Breast reconstruction-related complications from postmastectomy radiation therapy in stage II–III breast cancer: sub-analysis of a multi-institutional observational study (Reborn-03)
Shinsuke Sasada, Wakako Tsuji, Noriyuki Watanabe, Ayaka Shimo, Natsue Uehiro, Takahiro Tsukioki, Naomi Nagura, Shoichi Tomita, Hiroko Nogi, Kei Yamaguchi, Kazuhiko Yamagami, Akiko Ogiya, Hiromi Suetsugu, Yuki Nakamura, Chikako Yamauchi, Hirohito Seki

TL;DR
This study finds that postmastectomy radiation therapy increases the risk of complications after breast reconstruction, particularly with prosthetic methods.
Contribution
The study identifies PMRT as an independent risk factor for breast reconstruction complications in stage II–III breast cancer patients.
Findings
PMRT was associated with higher complication rates in prosthetic breast reconstruction.

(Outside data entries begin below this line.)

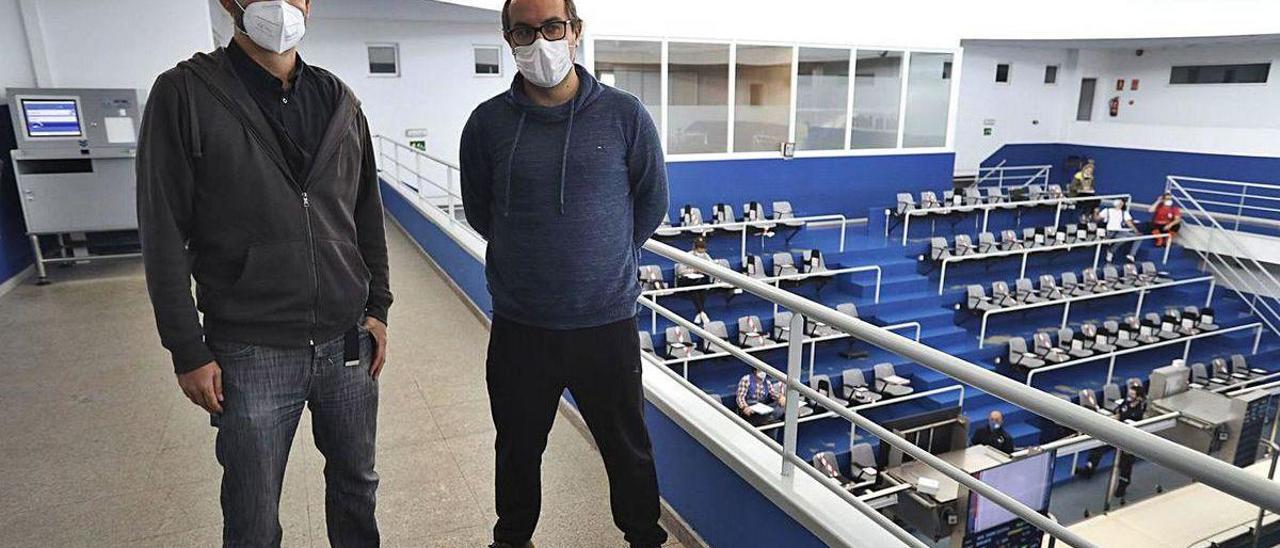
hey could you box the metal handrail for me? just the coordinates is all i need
[643,264,882,302]
[643,238,1280,517]
[936,232,1168,295]
[898,192,1128,245]
[1023,322,1265,387]
[637,290,1093,547]
[1012,411,1182,458]
[974,275,1217,347]
[974,163,1053,192]
[375,136,482,240]
[759,384,966,432]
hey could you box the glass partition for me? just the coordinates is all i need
[733,45,793,153]
[668,43,731,154]
[851,50,903,149]
[594,40,663,134]
[796,47,850,151]
[902,52,953,148]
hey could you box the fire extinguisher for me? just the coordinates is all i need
[1109,97,1120,117]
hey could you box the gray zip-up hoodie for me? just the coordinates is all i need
[460,65,668,329]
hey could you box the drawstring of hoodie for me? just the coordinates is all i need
[557,101,577,215]
[501,113,527,218]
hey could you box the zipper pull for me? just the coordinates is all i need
[302,192,311,208]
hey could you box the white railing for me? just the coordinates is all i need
[759,384,965,433]
[973,275,1217,347]
[1167,177,1280,338]
[936,232,1169,295]
[1023,322,1265,387]
[974,163,1053,192]
[1168,176,1280,235]
[897,192,1130,246]
[375,136,481,240]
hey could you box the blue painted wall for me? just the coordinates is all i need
[382,176,829,547]
[0,105,34,288]
[666,153,956,220]
[983,143,1280,205]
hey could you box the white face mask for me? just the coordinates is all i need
[1164,200,1174,207]
[514,38,575,88]
[235,0,307,54]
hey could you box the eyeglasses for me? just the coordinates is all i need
[505,19,577,47]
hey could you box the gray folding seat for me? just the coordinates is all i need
[711,258,732,283]
[1026,184,1045,201]
[1014,278,1043,304]
[1023,227,1045,247]
[1102,383,1122,411]
[737,315,770,347]
[1045,226,1067,246]
[1104,320,1140,349]
[929,237,952,261]
[849,442,880,485]
[810,374,848,407]
[1078,388,1110,416]
[664,326,704,358]
[873,363,914,397]
[1103,265,1132,289]
[773,311,796,342]
[638,331,655,354]
[1081,323,1115,353]
[1121,263,1142,286]
[1057,327,1093,358]
[841,369,881,405]
[1038,274,1064,300]
[1164,308,1197,336]
[966,285,996,312]
[811,450,852,486]
[837,303,859,319]
[1186,306,1219,331]
[743,255,767,279]
[1232,354,1267,377]
[1046,184,1064,199]
[1061,271,1088,297]
[701,321,728,353]
[1128,315,1160,345]
[1081,268,1109,293]
[987,187,1010,208]
[742,201,777,234]
[943,189,963,207]
[991,281,1018,307]
[773,252,799,277]
[772,201,805,228]
[1141,262,1172,284]
[1189,362,1211,388]
[1145,312,1180,340]
[977,232,997,254]
[1072,223,1090,243]
[680,205,715,235]
[953,234,976,256]
[713,203,743,231]
[802,249,829,274]
[638,264,668,291]
[1000,229,1023,251]
[807,312,843,338]
[963,187,983,206]
[1062,223,1080,243]
[1032,331,1070,363]
[1212,357,1243,381]
[895,193,917,216]
[655,212,682,238]
[920,191,942,209]
[1007,337,1046,369]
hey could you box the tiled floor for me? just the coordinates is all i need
[0,223,682,547]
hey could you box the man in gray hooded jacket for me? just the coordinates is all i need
[460,1,669,546]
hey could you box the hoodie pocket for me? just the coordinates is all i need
[203,241,312,325]
[315,239,371,326]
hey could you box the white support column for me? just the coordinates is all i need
[782,312,805,478]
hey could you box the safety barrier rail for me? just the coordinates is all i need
[936,232,1169,295]
[759,384,967,433]
[896,192,1129,245]
[974,162,1053,192]
[1168,176,1280,339]
[375,136,482,240]
[974,275,1217,347]
[1023,322,1265,387]
[642,238,1280,544]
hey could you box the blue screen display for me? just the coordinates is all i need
[22,99,83,138]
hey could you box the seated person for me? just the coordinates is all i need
[1148,192,1182,248]
[970,410,1015,453]
[736,370,786,426]
[1096,199,1142,263]
[677,237,714,324]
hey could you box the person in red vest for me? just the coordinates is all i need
[1148,192,1183,247]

No significant difference in complications was found in autologous breast reconstruction with PMRT.
PMRT was an independent risk factor for breast reconstruction-related complications.
Abstract
Although postmastectomy radiation therapy (PMRT) is a standard treatment for high-risk breast cancer, it adds the risk of complications after breast reconstruction (BR). This multi-institutional cohort study included patients with stage II–III breast cancer—defined as tumor size ≥ 5 cm, lymph node involvement, and/or skin/chest wall invasion—who underwent immediate or delayed BR after mastectomy between January 2008 and December 2018. We retrospectively investigated the relationship between PMRT and BR-related complications after adjusting for patient characteristics and BR method. Among 1138 patients (1101 immediate and 37 delayed BR), 427 (37.5%) underwent PMRT. The cohort included 238 (20.9%) patients with tumors ≥ 5 cm, 725 (63.7%) with 1–3 lymph node metastases, and 257 (22.6%) with ≥ 4. BR methods included 750 prosthetic, 385 autologous, and 3 fat graft procedures. The overall…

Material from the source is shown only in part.